The Niagara region of Ontario, Canada represents the largest producer of icewine in the world with icewine significantly contributing to the revenues of many of the over 85 wineries in the region. Its production however is quite sensitive to the occurrence of relatively low temperatures during the winter months, when the grapes employed for icewine are harvested in a frozen state. Cyr and Kusy (2005) explored the potential use of weather derivatives for hedging the risks inherent in icewine production in the Niagara region of Ontario, Canada due to temperature fluctuations. In particular their study attempted to model a temperature variable based on daily observations and subsequent prices of options that could be employed for hedging icewine production. Data limitations and the development of an optimal forecasting model however, mitigated these efforts. Their findings are not unlike previous studies in the application of weather derivatives where the lack of appropriate weather data specific to a region often limits their use.

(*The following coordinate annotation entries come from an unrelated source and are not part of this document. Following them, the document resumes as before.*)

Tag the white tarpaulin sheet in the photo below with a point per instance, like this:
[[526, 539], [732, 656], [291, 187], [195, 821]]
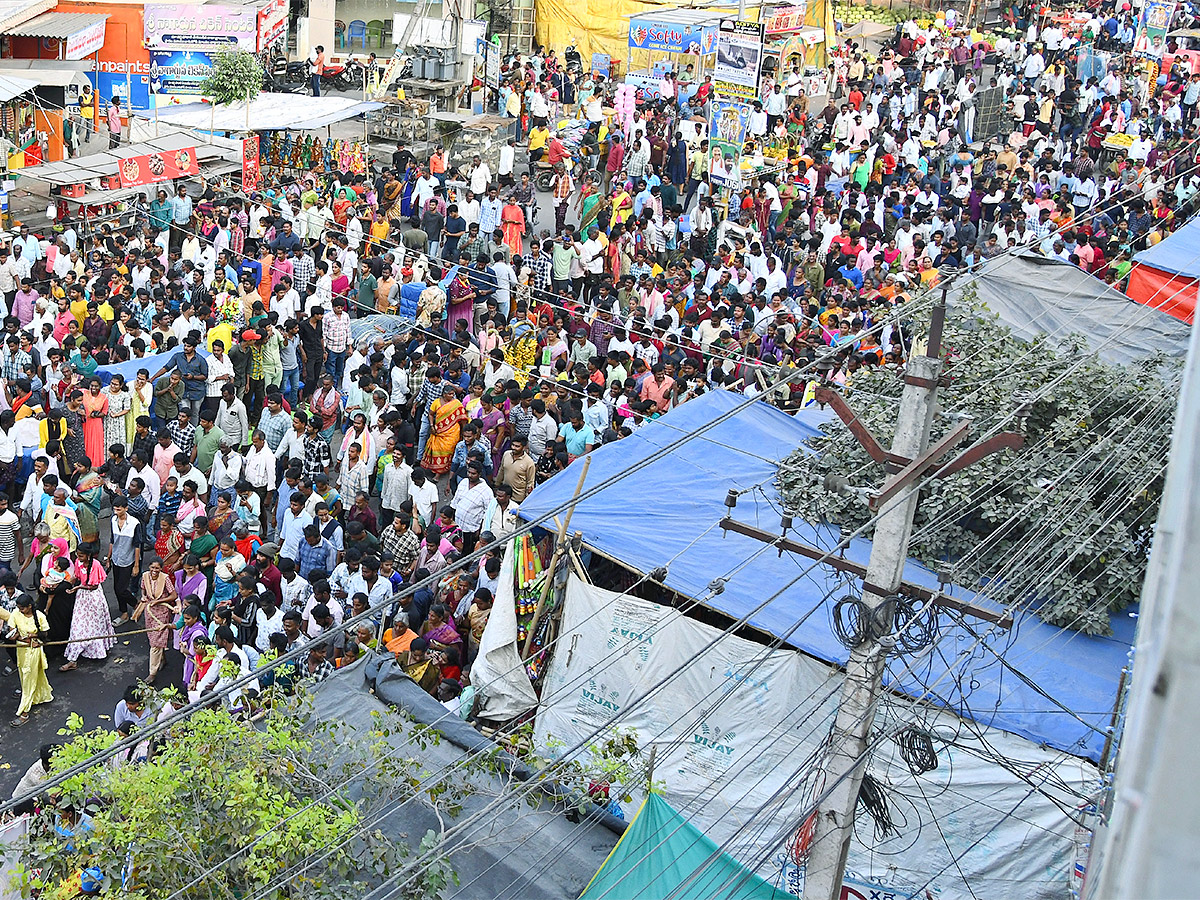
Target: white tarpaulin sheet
[[737, 732], [268, 112], [498, 675]]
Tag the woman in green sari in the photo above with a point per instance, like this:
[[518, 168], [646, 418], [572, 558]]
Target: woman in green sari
[[89, 492], [591, 201]]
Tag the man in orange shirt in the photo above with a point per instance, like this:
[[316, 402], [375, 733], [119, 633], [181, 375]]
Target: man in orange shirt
[[438, 165], [317, 64]]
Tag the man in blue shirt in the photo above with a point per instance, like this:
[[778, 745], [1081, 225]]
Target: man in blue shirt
[[195, 372], [180, 217], [579, 436]]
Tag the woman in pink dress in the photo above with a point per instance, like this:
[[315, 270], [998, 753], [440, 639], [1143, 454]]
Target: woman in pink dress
[[91, 625], [95, 411]]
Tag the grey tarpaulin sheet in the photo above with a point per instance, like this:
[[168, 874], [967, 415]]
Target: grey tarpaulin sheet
[[1035, 297], [521, 851]]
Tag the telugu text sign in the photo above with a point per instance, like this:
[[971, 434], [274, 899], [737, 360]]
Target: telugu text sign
[[151, 168], [204, 25]]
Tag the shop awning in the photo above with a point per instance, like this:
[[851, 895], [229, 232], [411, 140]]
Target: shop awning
[[83, 31], [45, 72], [13, 12], [13, 87], [268, 112], [94, 166]]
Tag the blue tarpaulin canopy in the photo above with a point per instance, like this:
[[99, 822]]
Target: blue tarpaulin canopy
[[1177, 255], [666, 514]]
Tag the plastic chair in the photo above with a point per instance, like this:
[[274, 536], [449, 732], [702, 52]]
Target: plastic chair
[[375, 31]]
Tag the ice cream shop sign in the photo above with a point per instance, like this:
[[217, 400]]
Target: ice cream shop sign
[[655, 35]]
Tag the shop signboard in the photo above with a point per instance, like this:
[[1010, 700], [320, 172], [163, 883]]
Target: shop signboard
[[726, 136], [251, 171], [204, 25], [491, 65], [1156, 21], [85, 42], [647, 85], [738, 59], [786, 18], [151, 168], [273, 24], [180, 72], [649, 34]]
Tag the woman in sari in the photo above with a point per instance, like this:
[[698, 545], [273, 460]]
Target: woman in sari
[[495, 426], [225, 576], [190, 509], [222, 516], [95, 409], [447, 415], [57, 603], [141, 395], [439, 630], [341, 283], [342, 203], [190, 580], [513, 222], [160, 605], [169, 544], [591, 202], [89, 492], [622, 205], [462, 298], [91, 627], [31, 629], [189, 630], [117, 419]]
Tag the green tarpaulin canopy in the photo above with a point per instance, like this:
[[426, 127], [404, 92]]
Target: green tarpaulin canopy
[[661, 855]]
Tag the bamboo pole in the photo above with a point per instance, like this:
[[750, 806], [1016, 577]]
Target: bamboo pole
[[559, 546]]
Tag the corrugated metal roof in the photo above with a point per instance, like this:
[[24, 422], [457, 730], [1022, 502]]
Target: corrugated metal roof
[[47, 72], [58, 24], [84, 168], [13, 87], [13, 12]]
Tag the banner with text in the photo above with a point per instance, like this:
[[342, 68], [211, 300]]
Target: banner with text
[[649, 34], [726, 135], [151, 168], [738, 59], [1156, 21], [251, 171], [179, 72], [204, 25]]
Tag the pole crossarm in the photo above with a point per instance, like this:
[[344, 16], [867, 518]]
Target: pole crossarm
[[996, 617]]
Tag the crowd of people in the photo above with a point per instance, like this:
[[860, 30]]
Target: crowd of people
[[211, 391]]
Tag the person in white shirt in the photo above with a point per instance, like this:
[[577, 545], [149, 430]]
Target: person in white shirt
[[508, 160], [480, 177], [425, 495]]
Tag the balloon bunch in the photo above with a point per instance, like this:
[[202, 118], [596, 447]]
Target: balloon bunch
[[624, 103]]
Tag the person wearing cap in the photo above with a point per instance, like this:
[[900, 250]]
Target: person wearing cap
[[195, 373]]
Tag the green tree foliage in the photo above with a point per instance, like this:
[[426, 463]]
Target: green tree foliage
[[1063, 525], [237, 76], [283, 809]]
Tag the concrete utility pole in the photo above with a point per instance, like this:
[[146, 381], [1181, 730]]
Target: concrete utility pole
[[1149, 846], [911, 459], [864, 670]]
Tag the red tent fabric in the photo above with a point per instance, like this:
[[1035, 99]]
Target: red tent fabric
[[1174, 294]]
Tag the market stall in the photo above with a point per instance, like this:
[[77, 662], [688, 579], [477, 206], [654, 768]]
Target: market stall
[[285, 125], [103, 186], [670, 40]]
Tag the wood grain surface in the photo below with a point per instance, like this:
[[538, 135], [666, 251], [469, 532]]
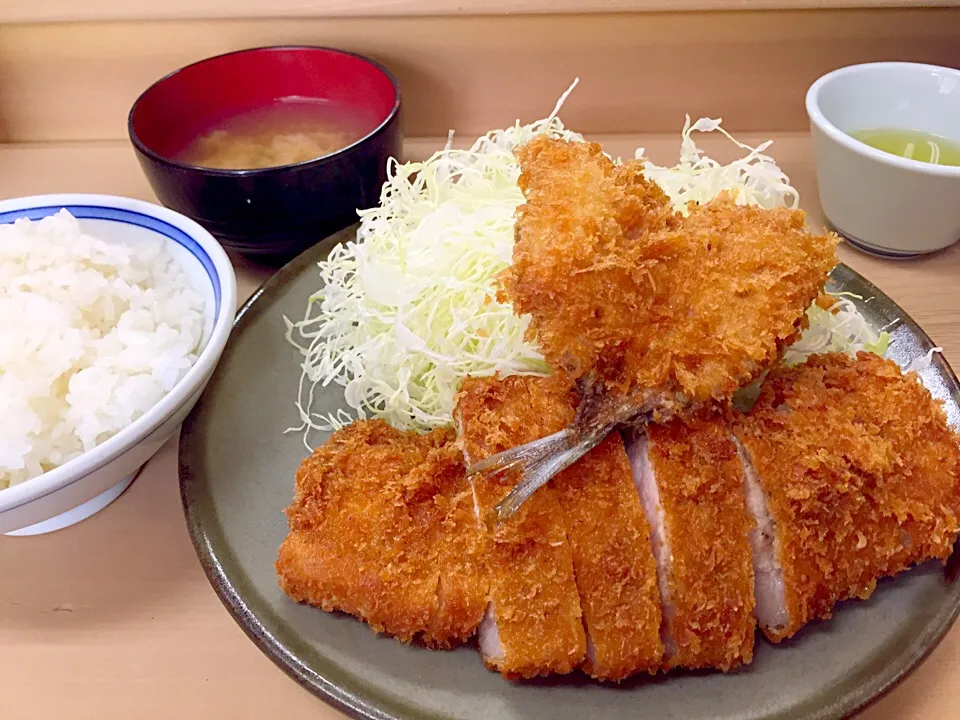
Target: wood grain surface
[[113, 618], [638, 71], [71, 10]]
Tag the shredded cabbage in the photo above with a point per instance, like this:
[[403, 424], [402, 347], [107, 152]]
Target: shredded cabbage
[[839, 328], [409, 308], [755, 178]]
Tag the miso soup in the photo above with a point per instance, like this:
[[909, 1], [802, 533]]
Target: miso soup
[[285, 132]]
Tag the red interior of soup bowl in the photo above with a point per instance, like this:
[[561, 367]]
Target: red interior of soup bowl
[[191, 101]]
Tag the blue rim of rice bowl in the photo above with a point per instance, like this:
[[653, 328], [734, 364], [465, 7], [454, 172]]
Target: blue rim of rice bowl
[[128, 217], [176, 228]]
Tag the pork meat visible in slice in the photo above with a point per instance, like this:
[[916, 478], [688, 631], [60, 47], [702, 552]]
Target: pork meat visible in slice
[[771, 610], [605, 529], [691, 485], [533, 625], [860, 474]]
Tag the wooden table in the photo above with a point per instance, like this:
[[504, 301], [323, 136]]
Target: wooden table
[[113, 618]]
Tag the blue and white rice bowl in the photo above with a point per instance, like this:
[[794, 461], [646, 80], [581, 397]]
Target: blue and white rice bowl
[[85, 484]]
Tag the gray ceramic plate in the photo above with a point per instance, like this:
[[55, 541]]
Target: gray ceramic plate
[[236, 475]]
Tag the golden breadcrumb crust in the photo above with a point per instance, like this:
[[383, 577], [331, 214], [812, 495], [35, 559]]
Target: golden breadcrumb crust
[[606, 530], [860, 472], [532, 588], [382, 527], [700, 484], [621, 289]]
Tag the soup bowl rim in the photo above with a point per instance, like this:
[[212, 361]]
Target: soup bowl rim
[[143, 148], [826, 126]]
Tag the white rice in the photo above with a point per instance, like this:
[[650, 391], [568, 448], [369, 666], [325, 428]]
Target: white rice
[[92, 335]]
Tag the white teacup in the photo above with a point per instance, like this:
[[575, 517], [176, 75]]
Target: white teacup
[[884, 203]]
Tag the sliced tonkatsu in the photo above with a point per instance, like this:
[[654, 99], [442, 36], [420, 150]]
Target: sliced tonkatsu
[[382, 527], [691, 484], [852, 475], [596, 521]]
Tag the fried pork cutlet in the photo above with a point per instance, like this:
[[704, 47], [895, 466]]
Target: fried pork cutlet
[[852, 475], [533, 623], [382, 527], [625, 294], [691, 483], [595, 520], [648, 313]]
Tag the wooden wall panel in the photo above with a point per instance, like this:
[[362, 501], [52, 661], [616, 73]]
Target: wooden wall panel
[[75, 10], [639, 72]]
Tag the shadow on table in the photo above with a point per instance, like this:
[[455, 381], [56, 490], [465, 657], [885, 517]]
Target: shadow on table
[[128, 561]]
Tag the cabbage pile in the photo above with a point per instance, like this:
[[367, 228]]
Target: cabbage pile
[[410, 308]]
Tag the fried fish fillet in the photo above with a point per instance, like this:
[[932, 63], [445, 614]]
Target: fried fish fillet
[[691, 483], [644, 306], [852, 475], [595, 520], [382, 527]]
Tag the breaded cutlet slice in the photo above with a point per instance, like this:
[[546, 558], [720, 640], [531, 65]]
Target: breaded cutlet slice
[[615, 574], [691, 483], [855, 477], [533, 622], [642, 304], [378, 529]]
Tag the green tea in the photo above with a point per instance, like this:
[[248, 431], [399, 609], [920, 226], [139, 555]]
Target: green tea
[[911, 144]]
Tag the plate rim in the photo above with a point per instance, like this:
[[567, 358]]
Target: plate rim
[[353, 704]]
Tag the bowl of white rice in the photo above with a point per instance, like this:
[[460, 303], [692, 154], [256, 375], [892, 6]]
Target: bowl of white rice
[[113, 315]]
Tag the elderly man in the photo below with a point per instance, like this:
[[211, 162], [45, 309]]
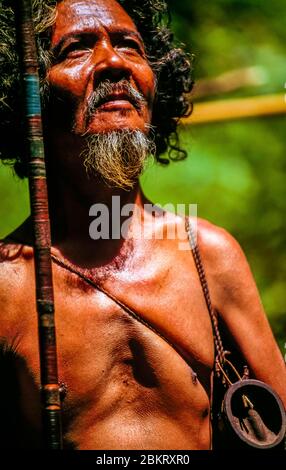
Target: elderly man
[[135, 344]]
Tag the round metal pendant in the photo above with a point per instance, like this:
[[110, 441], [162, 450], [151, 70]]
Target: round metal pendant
[[255, 414]]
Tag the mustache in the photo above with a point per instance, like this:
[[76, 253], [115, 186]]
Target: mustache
[[106, 88]]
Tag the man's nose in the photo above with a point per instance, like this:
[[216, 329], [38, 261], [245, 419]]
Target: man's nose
[[109, 63]]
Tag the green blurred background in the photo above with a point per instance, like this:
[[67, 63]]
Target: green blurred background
[[236, 169]]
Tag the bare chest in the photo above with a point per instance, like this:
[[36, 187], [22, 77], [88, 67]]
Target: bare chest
[[114, 363]]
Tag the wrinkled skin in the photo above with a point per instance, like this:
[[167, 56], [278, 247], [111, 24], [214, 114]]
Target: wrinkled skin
[[127, 386]]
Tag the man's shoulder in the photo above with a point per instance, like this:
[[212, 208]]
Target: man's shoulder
[[220, 251], [14, 257]]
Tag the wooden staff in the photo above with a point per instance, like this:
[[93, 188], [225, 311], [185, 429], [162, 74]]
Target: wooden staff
[[51, 406]]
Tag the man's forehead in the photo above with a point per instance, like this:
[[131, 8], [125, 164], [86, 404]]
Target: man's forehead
[[88, 11]]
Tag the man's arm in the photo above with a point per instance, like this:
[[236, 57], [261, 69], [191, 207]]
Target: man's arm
[[235, 296]]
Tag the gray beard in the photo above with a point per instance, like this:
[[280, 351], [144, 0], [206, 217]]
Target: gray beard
[[118, 157]]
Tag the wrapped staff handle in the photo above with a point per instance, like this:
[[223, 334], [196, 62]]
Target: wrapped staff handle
[[51, 405]]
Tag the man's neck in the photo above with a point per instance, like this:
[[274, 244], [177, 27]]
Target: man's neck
[[71, 218], [73, 208]]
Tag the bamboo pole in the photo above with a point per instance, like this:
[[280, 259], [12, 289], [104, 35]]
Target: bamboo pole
[[51, 406], [224, 110]]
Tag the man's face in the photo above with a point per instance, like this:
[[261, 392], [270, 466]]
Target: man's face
[[95, 42]]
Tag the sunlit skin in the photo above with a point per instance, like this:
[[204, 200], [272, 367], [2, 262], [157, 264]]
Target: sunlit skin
[[127, 387]]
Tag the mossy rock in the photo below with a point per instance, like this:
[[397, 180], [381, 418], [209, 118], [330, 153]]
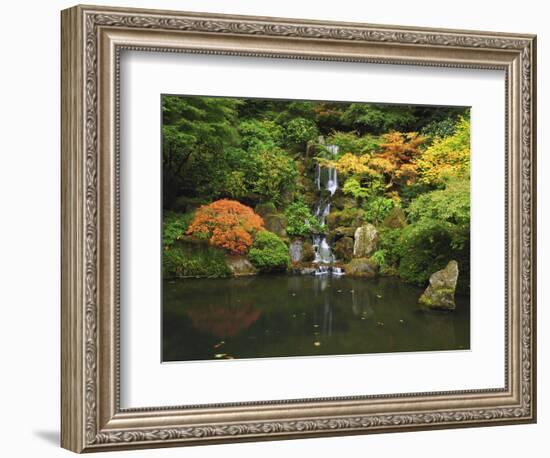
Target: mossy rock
[[308, 253], [395, 219], [440, 293], [361, 267], [343, 249]]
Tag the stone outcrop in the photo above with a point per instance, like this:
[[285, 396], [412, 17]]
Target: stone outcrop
[[366, 241], [343, 249], [361, 267], [240, 266], [440, 293]]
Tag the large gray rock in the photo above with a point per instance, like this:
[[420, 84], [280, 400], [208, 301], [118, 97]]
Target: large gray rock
[[440, 293], [366, 241], [240, 266], [361, 267], [343, 249]]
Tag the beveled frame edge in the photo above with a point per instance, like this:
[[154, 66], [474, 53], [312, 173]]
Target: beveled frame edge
[[91, 40]]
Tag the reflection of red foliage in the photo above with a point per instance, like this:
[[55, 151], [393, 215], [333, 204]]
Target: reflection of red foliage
[[227, 224], [221, 321]]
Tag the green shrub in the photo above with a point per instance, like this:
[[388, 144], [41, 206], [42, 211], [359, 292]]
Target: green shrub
[[300, 130], [174, 226], [269, 253], [377, 208], [424, 248], [193, 260], [300, 220]]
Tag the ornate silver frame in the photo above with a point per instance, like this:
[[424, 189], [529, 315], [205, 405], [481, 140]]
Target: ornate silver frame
[[92, 39]]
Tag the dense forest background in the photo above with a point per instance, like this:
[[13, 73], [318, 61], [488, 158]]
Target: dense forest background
[[403, 169]]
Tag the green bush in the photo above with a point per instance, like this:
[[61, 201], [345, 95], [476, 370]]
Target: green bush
[[269, 253], [299, 131], [193, 260], [174, 226], [300, 220], [377, 208], [424, 248]]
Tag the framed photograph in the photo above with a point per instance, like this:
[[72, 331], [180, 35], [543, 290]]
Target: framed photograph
[[277, 228]]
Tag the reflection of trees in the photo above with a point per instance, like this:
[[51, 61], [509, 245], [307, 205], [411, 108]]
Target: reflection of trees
[[223, 321]]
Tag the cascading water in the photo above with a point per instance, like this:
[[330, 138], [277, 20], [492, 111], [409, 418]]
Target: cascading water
[[326, 179]]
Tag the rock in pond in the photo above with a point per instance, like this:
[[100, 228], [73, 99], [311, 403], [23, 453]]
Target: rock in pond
[[440, 293], [366, 241], [361, 267], [240, 266]]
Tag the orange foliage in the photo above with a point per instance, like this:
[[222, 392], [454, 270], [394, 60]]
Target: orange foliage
[[397, 159], [226, 224]]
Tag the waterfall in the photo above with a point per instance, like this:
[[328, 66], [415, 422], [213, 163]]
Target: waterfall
[[326, 179]]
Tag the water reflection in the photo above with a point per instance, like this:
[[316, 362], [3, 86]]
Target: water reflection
[[302, 315]]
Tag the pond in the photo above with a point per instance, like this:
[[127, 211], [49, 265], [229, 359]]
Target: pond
[[278, 316]]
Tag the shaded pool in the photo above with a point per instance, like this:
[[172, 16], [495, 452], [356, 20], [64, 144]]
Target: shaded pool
[[275, 316]]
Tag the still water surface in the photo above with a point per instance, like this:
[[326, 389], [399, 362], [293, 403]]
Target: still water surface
[[276, 316]]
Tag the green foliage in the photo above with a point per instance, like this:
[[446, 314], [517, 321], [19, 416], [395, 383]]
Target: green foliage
[[377, 119], [424, 248], [269, 253], [275, 175], [377, 208], [350, 142], [299, 131], [193, 260], [174, 226], [366, 187], [447, 157], [195, 131], [300, 221], [260, 134], [379, 258], [451, 204]]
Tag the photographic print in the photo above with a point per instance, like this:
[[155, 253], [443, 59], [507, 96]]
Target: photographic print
[[304, 228]]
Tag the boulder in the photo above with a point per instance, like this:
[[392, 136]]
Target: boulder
[[308, 252], [440, 293], [395, 219], [276, 223], [295, 250], [240, 266], [343, 249], [361, 267], [366, 241]]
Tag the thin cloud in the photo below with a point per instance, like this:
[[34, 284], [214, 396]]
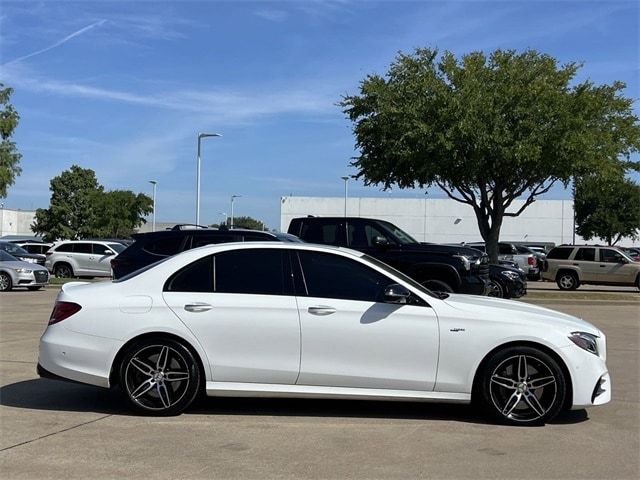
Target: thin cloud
[[58, 43]]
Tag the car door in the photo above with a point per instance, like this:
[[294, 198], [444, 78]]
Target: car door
[[615, 267], [245, 314], [585, 259], [351, 338]]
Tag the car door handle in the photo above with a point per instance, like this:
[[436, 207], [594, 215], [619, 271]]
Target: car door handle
[[321, 310], [198, 307]]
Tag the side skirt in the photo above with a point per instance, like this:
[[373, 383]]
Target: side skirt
[[228, 389]]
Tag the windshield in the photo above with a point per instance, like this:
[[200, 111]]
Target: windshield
[[5, 257], [13, 249], [400, 275], [403, 237]]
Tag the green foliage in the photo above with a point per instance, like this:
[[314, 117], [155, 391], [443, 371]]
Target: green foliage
[[607, 208], [488, 129], [80, 208], [9, 156]]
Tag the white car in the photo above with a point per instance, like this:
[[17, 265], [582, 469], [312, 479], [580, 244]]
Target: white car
[[297, 320]]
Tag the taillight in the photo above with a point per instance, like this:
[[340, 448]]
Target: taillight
[[62, 310]]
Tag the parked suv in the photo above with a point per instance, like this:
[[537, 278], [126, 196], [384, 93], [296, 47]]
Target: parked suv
[[526, 260], [151, 247], [438, 267], [82, 258], [572, 265]]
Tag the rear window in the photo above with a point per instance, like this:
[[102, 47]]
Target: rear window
[[165, 246], [560, 253]]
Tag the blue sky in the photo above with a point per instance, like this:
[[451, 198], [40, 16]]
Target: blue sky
[[124, 87]]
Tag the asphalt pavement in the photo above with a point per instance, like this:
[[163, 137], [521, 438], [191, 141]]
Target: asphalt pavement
[[52, 429]]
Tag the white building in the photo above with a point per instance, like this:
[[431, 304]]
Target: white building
[[443, 220]]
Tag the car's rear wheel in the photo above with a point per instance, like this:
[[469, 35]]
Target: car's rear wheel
[[159, 377], [63, 270], [495, 289], [567, 281], [5, 282], [523, 386]]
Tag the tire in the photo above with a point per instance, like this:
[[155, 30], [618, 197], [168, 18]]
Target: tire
[[159, 376], [437, 286], [567, 280], [63, 270], [522, 386], [496, 289], [5, 282]]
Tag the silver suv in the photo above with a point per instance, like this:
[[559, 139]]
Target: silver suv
[[82, 258], [572, 265]]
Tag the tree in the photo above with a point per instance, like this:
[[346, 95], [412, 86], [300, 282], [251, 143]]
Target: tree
[[488, 130], [120, 212], [72, 211], [9, 156], [607, 208], [80, 208]]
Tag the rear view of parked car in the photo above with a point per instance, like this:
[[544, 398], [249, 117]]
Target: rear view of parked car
[[75, 258], [17, 273], [573, 265]]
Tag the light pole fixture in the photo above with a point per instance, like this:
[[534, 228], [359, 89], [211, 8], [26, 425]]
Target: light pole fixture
[[153, 223], [233, 197], [200, 137], [346, 182]]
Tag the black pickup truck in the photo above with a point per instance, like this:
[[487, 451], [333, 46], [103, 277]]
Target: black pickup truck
[[438, 267]]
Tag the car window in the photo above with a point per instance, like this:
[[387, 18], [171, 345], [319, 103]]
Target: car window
[[195, 277], [586, 254], [610, 256], [333, 276], [202, 240], [259, 271], [165, 246], [560, 253], [82, 248]]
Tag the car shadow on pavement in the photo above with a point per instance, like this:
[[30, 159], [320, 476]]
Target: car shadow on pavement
[[45, 394]]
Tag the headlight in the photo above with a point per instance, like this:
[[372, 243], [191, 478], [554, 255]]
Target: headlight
[[586, 341], [510, 275], [23, 270], [465, 261]]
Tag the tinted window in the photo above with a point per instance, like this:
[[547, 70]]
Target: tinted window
[[610, 256], [165, 246], [256, 271], [83, 248], [560, 253], [316, 232], [333, 276], [202, 240], [195, 277], [65, 247], [586, 254]]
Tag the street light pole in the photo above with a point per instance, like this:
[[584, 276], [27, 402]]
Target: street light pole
[[200, 137], [346, 180], [153, 224], [233, 197]]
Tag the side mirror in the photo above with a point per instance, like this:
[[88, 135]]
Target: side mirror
[[379, 241], [396, 293]]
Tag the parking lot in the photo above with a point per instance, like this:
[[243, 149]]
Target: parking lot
[[55, 429]]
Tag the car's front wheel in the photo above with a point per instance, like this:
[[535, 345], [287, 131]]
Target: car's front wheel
[[523, 386], [159, 377], [5, 282]]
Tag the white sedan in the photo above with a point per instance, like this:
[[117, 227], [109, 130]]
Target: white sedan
[[274, 319]]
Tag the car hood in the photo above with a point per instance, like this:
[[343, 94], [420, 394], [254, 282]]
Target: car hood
[[30, 266], [521, 311]]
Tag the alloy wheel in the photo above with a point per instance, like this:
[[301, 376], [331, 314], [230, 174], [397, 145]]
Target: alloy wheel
[[157, 377], [523, 388]]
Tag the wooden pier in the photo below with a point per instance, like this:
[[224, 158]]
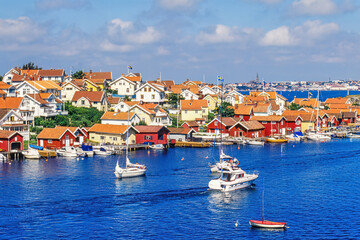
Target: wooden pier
[[193, 144]]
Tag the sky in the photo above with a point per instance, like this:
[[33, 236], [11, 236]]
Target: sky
[[280, 40]]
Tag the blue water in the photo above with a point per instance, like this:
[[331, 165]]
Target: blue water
[[314, 187], [323, 95]]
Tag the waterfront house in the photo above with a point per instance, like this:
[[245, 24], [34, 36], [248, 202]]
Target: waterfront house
[[120, 118], [13, 121], [152, 114], [224, 123], [274, 124], [192, 109], [244, 112], [113, 134], [148, 93], [55, 138], [191, 124], [249, 129], [151, 135], [68, 91], [123, 86], [11, 141], [91, 99], [180, 134]]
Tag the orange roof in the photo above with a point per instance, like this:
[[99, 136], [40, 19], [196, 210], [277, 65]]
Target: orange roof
[[95, 96], [243, 109], [51, 72], [109, 128], [10, 102], [117, 115], [52, 133], [338, 100], [274, 118], [98, 75], [193, 104]]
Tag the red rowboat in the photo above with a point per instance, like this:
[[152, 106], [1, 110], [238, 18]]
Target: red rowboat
[[266, 224]]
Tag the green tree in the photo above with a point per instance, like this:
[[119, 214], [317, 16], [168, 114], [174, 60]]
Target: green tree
[[78, 75], [30, 66], [294, 106]]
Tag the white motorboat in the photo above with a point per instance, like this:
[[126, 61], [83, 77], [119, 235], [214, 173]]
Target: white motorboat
[[255, 142], [67, 152], [101, 150], [131, 170], [231, 179], [225, 161], [31, 153], [157, 146]]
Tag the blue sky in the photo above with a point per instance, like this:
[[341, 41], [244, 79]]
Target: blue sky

Cyr and Kusy (2006) later identified a model for estimating optimal icewine hours based upon daily observed temperature variables with fairly high explanatory power. The use of daily temperature variables that are easily measured and observed by both parties to a weather derivatives contract is a critical element to their successful use and aid in the contract’s liquidity. Their model was based upon a three year period for which hourly temperature data was available at a critical weather station.
In the current study we employ the model identified in Cyr and Kusy (2006) in order to estimate optimal icewine production hours for the period of 1966 through 2006. Given the time series of estimated icewine hours we then explore its behavior in order to identify a stochastic process. Using Monte Carlo simulation we then estimate the price of put options based on cumulative optimal icewine hours under varying assumptions with regards to the stochastic process.
Section II provides a brief overview of the history and use of weather derivatives and their basic structure. Section III describes the process of icewine production in Canada, the risks inherent in the endeavor and the potential use of weather derivatives to mitigate those risks. In section IV we attempt to define and identify a stochastic process for estimated icewine production hours based upon daily observed temperature variables and in section V we estimate put option values based upon varying assumptions for the stochastic process.
Finally section VI summarizes the paper.